Wir halten nichts von verhaltensbezogenen Prämien in der Krankenversicherung. Wir haben mit der Beitragsrückerstattung ein wirksames Instrument, das denjenigen finanzielle Vorteile bringt, die Leistungen in der Vollversicherung nicht in Anspruch nehmen.

Die Grundidee einer Versicherung

Für einige wird es teurer und für andere wird es billiger?
In der Krankenversicherung über den eben beschriebenen Mechanismus. Aber Sie kennen die feinen Tarifdifferenzierungen auch heute schon etwa aus der Praxis in der Kfz-Versicherung.
Wo ist die rote Linie, über die Sie nicht gehen würden?
Es gibt eine ganz natürliche Grenze: Die Grundidee einer Versicherung ist, dass man ein Risiko im Kollektiv trägt. Dieser Risikoausgleichsgedanke steht einer vollständigen Individualisierung entgegen.
Das heißt, wir laufen jetzt in eine Situation hinein, in der Versicherungen immer individueller werden?
Der Trend geht zur Maßschneiderei. Neue Daten und neue Auswertungsmöglichkeiten führen zu immer differenzierteren Angeboten.
Wenn es so auseinanderläuft: Ist das für Sie als Versicherer von Vorteil?

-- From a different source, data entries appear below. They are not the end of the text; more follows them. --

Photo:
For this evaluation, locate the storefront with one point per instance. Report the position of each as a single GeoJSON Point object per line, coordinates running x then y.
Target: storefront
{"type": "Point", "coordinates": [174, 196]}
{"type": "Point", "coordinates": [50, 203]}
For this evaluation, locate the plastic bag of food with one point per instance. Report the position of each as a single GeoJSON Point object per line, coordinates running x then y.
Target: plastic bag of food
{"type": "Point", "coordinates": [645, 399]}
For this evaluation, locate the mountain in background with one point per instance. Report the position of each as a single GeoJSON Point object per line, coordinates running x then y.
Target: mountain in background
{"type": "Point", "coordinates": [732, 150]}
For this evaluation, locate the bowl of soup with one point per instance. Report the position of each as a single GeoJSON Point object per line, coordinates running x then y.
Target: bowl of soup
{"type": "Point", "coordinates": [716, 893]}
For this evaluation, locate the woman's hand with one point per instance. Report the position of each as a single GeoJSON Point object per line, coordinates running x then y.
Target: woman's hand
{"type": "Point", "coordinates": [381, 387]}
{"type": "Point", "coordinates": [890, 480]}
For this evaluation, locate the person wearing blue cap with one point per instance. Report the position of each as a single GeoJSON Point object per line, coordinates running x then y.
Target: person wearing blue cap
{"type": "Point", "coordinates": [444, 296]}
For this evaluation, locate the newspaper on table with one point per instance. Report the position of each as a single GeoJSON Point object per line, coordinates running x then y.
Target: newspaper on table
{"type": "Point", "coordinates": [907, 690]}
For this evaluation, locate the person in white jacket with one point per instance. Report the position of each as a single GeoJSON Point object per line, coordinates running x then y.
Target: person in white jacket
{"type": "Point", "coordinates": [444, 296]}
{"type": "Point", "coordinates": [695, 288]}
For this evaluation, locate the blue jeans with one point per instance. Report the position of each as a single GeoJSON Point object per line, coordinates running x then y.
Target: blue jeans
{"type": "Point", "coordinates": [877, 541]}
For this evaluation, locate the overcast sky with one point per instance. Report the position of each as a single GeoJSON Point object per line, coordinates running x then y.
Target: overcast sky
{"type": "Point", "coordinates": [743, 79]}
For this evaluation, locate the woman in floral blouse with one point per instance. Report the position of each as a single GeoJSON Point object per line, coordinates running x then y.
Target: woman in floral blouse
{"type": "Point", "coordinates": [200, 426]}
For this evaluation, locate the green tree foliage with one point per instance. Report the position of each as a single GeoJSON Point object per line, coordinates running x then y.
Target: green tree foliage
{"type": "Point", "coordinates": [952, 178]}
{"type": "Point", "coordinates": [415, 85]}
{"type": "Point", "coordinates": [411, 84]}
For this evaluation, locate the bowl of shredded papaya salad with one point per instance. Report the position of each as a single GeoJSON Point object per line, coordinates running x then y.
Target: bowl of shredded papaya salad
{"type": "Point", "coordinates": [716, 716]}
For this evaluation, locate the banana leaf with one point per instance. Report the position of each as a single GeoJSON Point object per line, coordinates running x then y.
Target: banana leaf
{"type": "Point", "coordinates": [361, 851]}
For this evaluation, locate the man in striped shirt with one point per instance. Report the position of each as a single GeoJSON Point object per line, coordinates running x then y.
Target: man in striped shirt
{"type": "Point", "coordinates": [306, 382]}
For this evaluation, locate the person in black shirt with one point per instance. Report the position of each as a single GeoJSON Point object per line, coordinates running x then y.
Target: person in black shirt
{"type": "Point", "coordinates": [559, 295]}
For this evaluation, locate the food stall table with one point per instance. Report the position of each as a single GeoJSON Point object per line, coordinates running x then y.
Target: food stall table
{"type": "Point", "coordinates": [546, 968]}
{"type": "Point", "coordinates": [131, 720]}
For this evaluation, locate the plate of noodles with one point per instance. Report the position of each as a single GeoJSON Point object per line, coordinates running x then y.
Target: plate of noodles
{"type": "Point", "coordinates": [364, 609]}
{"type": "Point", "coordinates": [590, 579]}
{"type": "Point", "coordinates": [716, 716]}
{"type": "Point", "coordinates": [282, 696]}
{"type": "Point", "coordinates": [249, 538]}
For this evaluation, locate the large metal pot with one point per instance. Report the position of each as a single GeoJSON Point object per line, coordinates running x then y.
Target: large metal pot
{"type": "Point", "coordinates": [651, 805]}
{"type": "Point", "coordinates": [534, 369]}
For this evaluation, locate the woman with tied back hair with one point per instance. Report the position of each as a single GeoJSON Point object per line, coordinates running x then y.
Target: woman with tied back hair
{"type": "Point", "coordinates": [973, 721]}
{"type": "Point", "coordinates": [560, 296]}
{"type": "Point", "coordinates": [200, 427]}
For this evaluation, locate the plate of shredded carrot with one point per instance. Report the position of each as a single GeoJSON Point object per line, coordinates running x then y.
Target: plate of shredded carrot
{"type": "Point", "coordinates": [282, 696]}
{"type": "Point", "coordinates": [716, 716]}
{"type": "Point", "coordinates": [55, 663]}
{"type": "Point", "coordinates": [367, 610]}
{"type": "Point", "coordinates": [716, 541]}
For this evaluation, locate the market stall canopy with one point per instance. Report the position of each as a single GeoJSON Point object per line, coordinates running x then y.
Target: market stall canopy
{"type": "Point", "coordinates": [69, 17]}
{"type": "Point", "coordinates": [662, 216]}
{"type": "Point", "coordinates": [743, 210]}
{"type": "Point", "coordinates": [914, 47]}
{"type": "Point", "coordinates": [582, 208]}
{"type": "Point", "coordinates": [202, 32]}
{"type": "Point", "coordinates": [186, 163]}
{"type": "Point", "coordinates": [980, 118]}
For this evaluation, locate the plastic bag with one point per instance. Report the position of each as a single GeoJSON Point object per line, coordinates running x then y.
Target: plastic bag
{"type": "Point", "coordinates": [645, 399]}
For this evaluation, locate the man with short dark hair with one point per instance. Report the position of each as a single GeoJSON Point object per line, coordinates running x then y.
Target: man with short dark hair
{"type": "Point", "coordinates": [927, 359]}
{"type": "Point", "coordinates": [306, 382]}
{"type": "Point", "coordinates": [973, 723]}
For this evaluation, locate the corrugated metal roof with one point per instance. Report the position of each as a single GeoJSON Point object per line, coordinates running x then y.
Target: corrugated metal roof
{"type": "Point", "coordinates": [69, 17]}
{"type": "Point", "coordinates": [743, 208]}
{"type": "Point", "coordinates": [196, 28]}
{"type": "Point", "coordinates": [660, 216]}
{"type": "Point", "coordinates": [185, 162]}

Das kommt auf die konkrete Situation an. Nehmen Sie die Kfz-Versicherung. Hier ist es zu immer weiteren Ausdifferenzierungen gekommen: PS, Lebensalter, Familiensituation, Garagenparker und so etwas. Der Wettbewerb in diesem Markt ist extrem, also sucht jedes einzelne Unternehmen nach profitablen Teilsegmenten. Da kann Differenzierung für den einzelnen Anbieter attraktiv sein, der Gesamtmarkt bleibt aber unter Druck.

Das junge Angebot

Zurück zur Patientenakte: Wer haftet, wenn Daten gehackt worden sind?

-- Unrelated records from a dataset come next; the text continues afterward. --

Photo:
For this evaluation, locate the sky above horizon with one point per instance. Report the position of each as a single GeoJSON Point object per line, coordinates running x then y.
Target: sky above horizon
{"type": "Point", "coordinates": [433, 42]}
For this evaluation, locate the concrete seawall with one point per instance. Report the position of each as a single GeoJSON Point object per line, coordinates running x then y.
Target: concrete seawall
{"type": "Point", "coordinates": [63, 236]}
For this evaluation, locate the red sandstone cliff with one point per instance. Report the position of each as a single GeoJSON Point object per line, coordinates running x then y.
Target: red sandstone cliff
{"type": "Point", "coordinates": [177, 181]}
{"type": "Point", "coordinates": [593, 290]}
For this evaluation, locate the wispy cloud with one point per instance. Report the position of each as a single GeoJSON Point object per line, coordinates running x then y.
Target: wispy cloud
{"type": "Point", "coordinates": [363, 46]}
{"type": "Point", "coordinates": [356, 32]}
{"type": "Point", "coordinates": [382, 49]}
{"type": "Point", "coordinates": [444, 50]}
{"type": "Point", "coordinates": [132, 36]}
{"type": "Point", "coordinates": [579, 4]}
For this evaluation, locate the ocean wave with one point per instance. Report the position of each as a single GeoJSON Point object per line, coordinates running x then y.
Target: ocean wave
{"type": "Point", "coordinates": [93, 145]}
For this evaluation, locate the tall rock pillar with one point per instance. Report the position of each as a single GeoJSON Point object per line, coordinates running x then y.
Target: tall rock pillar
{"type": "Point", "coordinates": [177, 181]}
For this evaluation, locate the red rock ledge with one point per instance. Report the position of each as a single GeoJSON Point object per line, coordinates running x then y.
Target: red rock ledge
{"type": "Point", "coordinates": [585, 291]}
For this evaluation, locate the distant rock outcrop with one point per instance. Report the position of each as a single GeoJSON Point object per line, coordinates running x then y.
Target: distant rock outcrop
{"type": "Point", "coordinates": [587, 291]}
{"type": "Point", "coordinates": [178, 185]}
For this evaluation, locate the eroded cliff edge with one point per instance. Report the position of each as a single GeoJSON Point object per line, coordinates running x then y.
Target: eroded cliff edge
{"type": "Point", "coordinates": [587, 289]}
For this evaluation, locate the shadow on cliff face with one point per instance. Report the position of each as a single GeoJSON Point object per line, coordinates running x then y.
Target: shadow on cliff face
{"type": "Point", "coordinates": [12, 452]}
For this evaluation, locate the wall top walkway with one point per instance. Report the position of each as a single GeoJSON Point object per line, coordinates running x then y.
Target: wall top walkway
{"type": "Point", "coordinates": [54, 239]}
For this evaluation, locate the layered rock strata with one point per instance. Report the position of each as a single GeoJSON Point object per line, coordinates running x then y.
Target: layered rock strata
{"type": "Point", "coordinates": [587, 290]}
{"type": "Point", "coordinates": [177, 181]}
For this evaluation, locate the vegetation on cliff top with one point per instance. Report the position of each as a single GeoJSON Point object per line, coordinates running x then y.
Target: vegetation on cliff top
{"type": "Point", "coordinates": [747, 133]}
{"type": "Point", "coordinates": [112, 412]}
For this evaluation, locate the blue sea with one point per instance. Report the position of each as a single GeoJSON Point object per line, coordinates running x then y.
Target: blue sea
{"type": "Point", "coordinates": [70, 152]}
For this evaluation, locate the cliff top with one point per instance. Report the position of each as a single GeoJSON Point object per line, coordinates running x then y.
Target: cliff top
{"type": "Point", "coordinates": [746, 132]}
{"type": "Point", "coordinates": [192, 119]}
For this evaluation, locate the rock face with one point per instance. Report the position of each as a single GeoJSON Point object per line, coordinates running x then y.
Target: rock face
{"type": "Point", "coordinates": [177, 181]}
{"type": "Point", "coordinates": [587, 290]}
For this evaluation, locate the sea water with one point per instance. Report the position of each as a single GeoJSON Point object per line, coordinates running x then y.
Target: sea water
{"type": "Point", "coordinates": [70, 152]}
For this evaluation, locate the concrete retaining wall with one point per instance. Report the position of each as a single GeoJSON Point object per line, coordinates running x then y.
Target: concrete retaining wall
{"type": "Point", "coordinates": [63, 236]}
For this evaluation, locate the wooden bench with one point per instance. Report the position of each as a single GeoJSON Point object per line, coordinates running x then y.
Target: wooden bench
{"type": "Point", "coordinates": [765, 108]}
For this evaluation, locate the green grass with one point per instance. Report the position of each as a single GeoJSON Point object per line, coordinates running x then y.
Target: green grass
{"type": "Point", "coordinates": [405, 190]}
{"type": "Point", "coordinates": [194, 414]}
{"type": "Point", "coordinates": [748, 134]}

Verantwortlich dafür, dass die Daten in der Cloud gespeichert werden, ist IBM. Sie arbeiten mit einem anerkannten Verschlüsselungsverfahren. Die entsprechenden IBM-Server stehen auf deutschem Boden.
Ab wann steht die elektronische Patientenakte Ihren Kunden zur Verfügung?

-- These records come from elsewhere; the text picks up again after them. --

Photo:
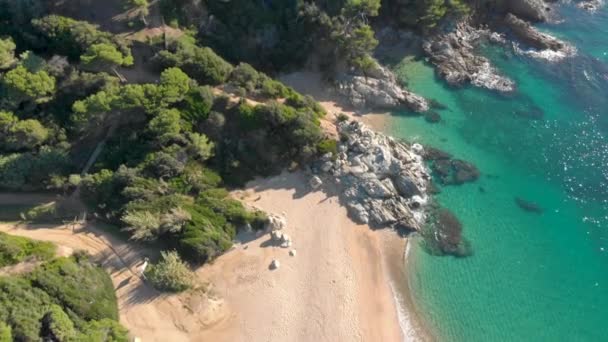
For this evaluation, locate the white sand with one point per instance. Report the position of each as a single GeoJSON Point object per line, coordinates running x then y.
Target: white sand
{"type": "Point", "coordinates": [335, 289]}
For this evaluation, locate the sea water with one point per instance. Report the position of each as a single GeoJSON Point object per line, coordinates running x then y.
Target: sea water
{"type": "Point", "coordinates": [532, 277]}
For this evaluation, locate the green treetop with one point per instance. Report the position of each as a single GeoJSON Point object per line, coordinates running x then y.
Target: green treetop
{"type": "Point", "coordinates": [105, 55]}
{"type": "Point", "coordinates": [20, 86]}
{"type": "Point", "coordinates": [7, 53]}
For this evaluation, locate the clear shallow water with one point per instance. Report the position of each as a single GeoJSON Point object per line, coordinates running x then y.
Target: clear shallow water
{"type": "Point", "coordinates": [532, 277]}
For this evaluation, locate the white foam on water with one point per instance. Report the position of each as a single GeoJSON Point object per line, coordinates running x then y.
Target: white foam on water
{"type": "Point", "coordinates": [548, 54]}
{"type": "Point", "coordinates": [405, 320]}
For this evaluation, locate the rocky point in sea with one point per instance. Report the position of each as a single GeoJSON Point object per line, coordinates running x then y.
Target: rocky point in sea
{"type": "Point", "coordinates": [383, 182]}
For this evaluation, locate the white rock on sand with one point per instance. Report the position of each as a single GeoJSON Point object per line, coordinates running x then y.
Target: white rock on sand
{"type": "Point", "coordinates": [327, 295]}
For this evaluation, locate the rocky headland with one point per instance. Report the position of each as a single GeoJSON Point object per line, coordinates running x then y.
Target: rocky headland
{"type": "Point", "coordinates": [453, 50]}
{"type": "Point", "coordinates": [378, 89]}
{"type": "Point", "coordinates": [453, 54]}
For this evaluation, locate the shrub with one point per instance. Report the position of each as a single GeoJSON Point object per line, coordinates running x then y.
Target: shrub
{"type": "Point", "coordinates": [21, 85]}
{"type": "Point", "coordinates": [69, 37]}
{"type": "Point", "coordinates": [66, 279]}
{"type": "Point", "coordinates": [5, 332]}
{"type": "Point", "coordinates": [327, 146]}
{"type": "Point", "coordinates": [15, 249]}
{"type": "Point", "coordinates": [57, 326]}
{"type": "Point", "coordinates": [200, 63]}
{"type": "Point", "coordinates": [7, 53]}
{"type": "Point", "coordinates": [23, 307]}
{"type": "Point", "coordinates": [170, 273]}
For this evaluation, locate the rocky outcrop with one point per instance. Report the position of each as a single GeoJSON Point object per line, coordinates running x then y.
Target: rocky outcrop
{"type": "Point", "coordinates": [454, 56]}
{"type": "Point", "coordinates": [533, 10]}
{"type": "Point", "coordinates": [528, 206]}
{"type": "Point", "coordinates": [378, 89]}
{"type": "Point", "coordinates": [544, 46]}
{"type": "Point", "coordinates": [383, 182]}
{"type": "Point", "coordinates": [591, 5]}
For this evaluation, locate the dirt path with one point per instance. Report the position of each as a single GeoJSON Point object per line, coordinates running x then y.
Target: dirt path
{"type": "Point", "coordinates": [147, 313]}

Vorgesehen ist das für Ende des Jahres.
Sie haben auch einen rein digitalen Versicherer namens Nexible, der bis jetzt Kfz-Versicherungen nur online verkauft. Wie sind Ihre Erfahrungen?
Wir haben eine ganz normale Kundenstruktur – nicht nur die jungen, technikaffinen. Längst nicht alle sind nur auf einen Preisvorteil aus, viele finden es einfach bequemer. Das Geschäft läuft prima.
Funktioniert die Schadenabwicklung bei dem digitalen Versicherer gut?
Einwandfrei. Da es ein junges Angebot ist, haben wir bisher noch nicht so viele Schadenfälle. Aber es ist unser Anspruch, die Schadenabwicklung genauso einfach, bequem und entspannt zu gestalten wie den Abschluss der Versicherung.
Wie reagieren Ihre menschlichen Versicherungsvermittler?
Am Anfang gab es Fragen, aber das hat sich gelegt. Wir trennen genau zwischen dem Ergo-Rundum-Paket und dem reinen Online-Angebot Nexible, das unter einer anderen Marke auftritt und für uns auch ein Experimentierfeld ist.
Erschließen Sie mit Nexible neue Kundengruppen?
Ja, Nexible ist ein rein digitaler Versicherer, der sich an rein digital agierende Kunden wendet. Kannibalisierungseffekte sehen wir bisher nicht.